A Canopy Height Model (CHM) measures vegetation height above ground. Create it by subtracting the DTM from the DSM:
CHM = DSM − DTM
This works because the DSM records the top of the vegetation canopy, the DTM records the bare ground surface beneath, and the difference equals the height of vegetation above ground.
In GIS software, this is a simple raster subtraction operation. The result shows tree heights in meters, with zero values in open areas. Learn more in our CHM guide.
Yes, several free global DSMs are available:
- Copernicus DEM GLO-30: 30-meter resolution global coverage, available through the Copernicus programme
- SRTM: 30-meter resolution for most of the world (60°N to 56°S)
- ASTER GDEM: 30-meter global coverage, though with more noise than SRTM
- ALOS World 3D: 30-meter global DSM from Japanese satellite data
These are suitable for regional analysis but lack the resolution and accuracy of LiDAR-derived DSMs. Building edges are blurred, and vertical accuracy is typically 2–5 meters rather than centimeters.
Several visualization techniques help interpret DSM data:
- Hillshade: Simulated lighting reveals terrain and building form through shadows
- Color gradient: Apply color ramps to show elevation variation (low=blue, high=red)
- 3D perspective: Drape orthoimagery or color over the DSM for realistic 3D views
- Contour lines: Generate isolines showing elevation intervals
- Slope map: Calculate surface gradient to highlight steep areas
Lidarvisor automatically generates hillshade visualization alongside DSM output for immediate interpretation.
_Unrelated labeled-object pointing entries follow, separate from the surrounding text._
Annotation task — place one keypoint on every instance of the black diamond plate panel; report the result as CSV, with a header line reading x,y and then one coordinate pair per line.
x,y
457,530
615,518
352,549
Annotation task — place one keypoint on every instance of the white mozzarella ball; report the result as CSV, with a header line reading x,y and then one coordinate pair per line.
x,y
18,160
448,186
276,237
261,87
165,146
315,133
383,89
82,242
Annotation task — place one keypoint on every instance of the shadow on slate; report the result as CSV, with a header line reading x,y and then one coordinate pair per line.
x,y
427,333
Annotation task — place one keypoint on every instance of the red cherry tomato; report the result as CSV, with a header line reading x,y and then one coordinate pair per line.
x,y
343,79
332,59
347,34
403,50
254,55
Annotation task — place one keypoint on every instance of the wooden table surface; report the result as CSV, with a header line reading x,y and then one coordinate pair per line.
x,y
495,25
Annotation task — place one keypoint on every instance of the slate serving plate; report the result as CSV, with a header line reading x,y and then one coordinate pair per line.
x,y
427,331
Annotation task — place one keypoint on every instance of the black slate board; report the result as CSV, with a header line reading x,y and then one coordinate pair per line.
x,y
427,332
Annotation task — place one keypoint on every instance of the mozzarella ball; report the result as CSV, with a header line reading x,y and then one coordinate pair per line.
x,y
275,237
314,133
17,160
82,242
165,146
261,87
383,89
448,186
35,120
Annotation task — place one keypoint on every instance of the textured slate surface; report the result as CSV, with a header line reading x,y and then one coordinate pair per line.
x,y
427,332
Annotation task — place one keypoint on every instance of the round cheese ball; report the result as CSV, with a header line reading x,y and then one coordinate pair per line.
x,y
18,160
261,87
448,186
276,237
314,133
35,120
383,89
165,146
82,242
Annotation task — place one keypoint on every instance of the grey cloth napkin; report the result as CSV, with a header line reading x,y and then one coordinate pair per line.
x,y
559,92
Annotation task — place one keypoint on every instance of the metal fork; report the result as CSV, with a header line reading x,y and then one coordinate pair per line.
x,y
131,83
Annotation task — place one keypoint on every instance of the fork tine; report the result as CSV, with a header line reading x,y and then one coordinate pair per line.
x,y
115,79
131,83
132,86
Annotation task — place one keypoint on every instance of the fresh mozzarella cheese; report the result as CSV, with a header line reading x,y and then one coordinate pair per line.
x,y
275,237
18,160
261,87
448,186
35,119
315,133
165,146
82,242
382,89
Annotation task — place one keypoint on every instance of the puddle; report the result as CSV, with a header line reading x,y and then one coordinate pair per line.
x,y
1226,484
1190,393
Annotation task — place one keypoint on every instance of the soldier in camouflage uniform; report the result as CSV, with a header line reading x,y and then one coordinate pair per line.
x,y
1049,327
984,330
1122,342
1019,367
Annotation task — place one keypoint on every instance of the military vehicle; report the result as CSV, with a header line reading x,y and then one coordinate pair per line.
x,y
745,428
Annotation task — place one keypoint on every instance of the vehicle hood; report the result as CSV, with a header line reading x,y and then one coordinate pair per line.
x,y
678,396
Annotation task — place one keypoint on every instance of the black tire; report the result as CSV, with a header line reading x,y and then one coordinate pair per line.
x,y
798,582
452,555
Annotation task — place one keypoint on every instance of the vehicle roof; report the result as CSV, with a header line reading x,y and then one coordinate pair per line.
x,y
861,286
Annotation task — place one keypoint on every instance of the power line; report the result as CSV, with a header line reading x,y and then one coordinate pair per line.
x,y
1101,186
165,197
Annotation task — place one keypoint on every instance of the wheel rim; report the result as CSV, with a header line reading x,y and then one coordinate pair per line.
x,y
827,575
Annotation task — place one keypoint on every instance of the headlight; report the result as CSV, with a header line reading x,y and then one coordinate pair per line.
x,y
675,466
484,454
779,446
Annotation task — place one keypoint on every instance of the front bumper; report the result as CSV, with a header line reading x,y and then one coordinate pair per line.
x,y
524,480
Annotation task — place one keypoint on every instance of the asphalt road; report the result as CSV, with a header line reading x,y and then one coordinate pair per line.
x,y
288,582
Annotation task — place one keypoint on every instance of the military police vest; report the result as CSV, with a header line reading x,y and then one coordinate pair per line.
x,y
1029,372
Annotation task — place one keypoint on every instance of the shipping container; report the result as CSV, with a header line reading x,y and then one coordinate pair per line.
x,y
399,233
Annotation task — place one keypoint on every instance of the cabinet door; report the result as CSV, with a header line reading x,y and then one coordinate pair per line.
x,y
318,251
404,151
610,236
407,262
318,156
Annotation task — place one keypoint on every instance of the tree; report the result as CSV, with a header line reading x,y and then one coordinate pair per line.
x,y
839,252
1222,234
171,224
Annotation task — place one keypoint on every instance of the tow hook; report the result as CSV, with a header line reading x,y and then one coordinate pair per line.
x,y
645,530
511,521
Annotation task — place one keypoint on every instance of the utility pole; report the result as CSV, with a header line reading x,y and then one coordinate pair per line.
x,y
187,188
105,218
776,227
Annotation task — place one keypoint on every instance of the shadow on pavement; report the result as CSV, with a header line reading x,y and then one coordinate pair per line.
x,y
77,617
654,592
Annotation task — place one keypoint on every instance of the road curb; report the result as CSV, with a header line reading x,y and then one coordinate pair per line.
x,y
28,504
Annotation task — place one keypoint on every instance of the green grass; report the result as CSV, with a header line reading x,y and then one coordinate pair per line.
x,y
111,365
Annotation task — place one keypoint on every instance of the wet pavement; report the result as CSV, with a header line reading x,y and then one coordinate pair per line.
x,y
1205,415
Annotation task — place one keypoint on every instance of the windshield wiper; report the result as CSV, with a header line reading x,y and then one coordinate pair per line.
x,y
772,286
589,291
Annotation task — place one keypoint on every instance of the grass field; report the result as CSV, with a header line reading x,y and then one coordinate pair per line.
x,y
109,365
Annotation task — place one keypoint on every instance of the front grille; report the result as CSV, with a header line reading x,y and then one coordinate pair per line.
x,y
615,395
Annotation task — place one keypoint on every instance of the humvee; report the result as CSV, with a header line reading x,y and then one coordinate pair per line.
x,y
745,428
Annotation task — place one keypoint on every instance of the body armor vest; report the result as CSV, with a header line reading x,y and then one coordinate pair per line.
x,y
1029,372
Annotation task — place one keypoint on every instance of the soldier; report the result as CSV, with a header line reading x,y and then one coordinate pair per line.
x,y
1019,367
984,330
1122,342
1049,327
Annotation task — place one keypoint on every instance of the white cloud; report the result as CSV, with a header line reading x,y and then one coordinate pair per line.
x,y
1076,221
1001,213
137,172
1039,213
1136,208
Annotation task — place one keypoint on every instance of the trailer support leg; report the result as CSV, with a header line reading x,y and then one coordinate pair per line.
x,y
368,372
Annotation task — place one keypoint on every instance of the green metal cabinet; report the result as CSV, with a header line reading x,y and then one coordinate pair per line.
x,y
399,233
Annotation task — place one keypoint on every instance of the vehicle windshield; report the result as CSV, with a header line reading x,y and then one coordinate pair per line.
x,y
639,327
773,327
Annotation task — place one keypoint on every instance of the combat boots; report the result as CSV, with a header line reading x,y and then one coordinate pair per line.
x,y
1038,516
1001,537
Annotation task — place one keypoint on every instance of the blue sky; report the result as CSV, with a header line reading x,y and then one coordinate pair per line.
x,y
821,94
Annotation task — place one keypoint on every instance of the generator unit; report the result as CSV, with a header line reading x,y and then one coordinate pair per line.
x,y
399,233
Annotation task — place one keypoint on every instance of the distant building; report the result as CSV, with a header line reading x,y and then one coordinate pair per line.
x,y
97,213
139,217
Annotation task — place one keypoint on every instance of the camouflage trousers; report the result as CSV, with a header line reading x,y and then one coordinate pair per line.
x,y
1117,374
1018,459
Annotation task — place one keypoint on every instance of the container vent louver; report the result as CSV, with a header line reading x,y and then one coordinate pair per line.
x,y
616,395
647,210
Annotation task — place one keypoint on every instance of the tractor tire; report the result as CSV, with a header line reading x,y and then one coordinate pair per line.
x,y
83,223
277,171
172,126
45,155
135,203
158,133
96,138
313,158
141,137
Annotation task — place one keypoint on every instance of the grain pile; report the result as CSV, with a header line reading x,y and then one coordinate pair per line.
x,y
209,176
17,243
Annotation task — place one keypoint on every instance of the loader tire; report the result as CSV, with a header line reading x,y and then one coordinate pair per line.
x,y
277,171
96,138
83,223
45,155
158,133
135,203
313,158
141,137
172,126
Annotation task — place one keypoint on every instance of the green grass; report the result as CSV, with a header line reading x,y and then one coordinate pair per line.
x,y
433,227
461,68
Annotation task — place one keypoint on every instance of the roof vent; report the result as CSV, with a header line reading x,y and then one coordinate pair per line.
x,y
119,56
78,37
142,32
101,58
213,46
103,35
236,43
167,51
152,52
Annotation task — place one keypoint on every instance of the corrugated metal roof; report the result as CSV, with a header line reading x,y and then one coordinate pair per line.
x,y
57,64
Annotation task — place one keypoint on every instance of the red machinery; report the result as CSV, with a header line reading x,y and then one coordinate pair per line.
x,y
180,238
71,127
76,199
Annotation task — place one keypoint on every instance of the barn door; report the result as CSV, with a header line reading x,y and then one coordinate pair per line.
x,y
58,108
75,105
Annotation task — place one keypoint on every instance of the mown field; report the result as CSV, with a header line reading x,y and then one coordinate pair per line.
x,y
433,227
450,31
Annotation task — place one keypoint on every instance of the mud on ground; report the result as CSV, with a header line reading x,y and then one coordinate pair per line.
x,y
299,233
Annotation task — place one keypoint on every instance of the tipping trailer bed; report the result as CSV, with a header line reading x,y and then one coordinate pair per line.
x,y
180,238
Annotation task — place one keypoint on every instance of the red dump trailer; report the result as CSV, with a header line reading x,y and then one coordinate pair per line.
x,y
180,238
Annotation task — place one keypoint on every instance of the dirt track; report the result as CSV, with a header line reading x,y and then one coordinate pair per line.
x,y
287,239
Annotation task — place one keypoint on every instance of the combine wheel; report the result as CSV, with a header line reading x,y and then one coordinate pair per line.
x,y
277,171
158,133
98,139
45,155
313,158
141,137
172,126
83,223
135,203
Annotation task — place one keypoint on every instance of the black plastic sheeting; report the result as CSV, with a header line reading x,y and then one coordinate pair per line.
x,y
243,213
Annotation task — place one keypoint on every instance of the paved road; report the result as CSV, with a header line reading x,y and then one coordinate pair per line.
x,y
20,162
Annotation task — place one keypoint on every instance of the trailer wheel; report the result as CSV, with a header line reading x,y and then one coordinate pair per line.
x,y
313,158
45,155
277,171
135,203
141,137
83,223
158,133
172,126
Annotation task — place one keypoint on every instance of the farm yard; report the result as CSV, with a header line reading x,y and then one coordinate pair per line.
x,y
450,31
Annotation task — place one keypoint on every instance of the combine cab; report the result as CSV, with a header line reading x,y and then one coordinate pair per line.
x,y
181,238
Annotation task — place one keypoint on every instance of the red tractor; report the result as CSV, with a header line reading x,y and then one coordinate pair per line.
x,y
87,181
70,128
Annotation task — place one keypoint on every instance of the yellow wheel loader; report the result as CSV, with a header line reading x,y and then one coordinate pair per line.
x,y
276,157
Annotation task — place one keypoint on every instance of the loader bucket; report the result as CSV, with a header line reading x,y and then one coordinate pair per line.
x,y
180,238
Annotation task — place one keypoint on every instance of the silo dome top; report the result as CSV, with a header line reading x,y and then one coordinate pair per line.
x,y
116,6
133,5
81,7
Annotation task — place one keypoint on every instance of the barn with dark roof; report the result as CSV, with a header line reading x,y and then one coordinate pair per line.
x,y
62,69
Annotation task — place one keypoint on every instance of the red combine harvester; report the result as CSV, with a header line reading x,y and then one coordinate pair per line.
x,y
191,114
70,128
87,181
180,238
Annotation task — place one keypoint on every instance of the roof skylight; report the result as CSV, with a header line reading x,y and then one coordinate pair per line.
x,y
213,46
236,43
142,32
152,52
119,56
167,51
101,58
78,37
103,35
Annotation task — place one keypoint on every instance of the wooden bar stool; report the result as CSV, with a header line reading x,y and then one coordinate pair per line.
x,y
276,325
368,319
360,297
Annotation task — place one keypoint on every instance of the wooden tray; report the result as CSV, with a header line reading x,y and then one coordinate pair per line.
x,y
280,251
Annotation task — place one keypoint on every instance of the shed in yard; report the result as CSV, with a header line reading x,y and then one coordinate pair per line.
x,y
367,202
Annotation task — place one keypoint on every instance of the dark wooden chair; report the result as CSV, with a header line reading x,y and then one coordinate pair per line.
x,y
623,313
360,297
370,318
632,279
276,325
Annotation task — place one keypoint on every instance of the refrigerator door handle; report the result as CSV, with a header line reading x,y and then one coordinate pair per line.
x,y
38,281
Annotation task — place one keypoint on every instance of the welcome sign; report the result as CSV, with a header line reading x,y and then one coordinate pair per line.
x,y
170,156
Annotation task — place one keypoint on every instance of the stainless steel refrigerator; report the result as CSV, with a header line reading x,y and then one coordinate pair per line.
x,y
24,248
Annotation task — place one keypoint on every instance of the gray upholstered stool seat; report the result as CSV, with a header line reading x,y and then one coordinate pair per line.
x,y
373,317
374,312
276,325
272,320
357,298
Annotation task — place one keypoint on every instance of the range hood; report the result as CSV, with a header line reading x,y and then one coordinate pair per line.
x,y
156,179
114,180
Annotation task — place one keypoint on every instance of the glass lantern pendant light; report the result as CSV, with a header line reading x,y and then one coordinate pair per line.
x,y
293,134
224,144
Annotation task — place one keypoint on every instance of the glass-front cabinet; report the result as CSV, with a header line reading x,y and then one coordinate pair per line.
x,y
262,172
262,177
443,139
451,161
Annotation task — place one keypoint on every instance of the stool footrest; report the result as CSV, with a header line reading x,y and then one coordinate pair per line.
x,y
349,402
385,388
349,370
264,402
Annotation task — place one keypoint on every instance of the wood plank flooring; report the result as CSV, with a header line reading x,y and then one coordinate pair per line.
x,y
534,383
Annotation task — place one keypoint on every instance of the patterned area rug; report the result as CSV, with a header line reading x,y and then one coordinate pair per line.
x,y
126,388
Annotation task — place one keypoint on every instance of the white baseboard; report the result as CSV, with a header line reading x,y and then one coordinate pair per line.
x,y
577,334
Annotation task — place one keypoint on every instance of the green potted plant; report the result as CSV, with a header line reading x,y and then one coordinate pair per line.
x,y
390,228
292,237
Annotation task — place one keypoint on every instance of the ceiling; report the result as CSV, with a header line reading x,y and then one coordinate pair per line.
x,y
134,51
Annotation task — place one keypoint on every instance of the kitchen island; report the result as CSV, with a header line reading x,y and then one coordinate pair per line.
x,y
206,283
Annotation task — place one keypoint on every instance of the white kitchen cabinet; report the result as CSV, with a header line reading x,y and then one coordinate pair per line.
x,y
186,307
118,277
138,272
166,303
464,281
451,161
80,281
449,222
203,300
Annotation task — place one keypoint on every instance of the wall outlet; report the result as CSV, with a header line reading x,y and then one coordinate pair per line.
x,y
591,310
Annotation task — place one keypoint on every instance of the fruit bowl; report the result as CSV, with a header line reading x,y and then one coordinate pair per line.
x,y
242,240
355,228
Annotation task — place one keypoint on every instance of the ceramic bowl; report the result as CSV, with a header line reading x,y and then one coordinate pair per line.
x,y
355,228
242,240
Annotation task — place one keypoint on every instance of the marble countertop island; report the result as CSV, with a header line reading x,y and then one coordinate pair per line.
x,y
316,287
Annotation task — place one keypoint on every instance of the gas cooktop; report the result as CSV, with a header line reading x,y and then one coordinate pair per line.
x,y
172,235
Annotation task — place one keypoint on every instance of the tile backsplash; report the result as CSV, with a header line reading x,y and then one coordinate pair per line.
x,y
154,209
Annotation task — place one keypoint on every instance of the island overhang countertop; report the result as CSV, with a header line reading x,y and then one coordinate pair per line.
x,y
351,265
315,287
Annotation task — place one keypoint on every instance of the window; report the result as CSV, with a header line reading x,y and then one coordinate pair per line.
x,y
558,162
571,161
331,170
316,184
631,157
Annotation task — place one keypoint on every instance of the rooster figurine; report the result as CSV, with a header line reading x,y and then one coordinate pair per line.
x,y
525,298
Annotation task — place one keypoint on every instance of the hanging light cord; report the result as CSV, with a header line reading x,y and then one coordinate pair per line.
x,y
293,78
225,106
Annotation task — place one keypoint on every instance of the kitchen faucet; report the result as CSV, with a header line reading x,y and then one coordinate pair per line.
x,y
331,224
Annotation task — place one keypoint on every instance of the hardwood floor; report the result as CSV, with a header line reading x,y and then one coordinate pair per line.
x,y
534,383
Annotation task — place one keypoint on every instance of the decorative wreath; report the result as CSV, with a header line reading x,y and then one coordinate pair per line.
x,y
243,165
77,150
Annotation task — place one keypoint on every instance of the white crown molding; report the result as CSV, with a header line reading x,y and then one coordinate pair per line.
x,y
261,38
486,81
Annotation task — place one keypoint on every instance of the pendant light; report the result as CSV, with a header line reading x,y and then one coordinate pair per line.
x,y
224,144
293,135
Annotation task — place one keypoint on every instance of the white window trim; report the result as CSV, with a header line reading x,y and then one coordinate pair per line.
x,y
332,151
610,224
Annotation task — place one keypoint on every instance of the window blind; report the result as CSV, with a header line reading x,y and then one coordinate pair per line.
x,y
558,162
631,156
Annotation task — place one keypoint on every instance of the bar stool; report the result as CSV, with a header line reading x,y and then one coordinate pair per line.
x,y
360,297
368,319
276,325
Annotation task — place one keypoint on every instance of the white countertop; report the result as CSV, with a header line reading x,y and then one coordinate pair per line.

Common DSM artifacts include:
- Data voids: Areas with no elevation data, often caused by water surfaces that absorb laser pulses or shadowed areas
- Edge effects: Blurred or jagged building edges from insufficient point density or interpolation method
- Moving objects: Vehicles, aircraft, or birds captured during scanning may appear as artifacts
- Multipath reflections: False returns from reflective surfaces like glass or water
- Scan line artifacts: Visible stripe patterns from sensor or flight path irregularities
Quality classification and filtering reduce artifacts. Lidarvisor’s automatic processing handles common issues like removing vehicles and noise points.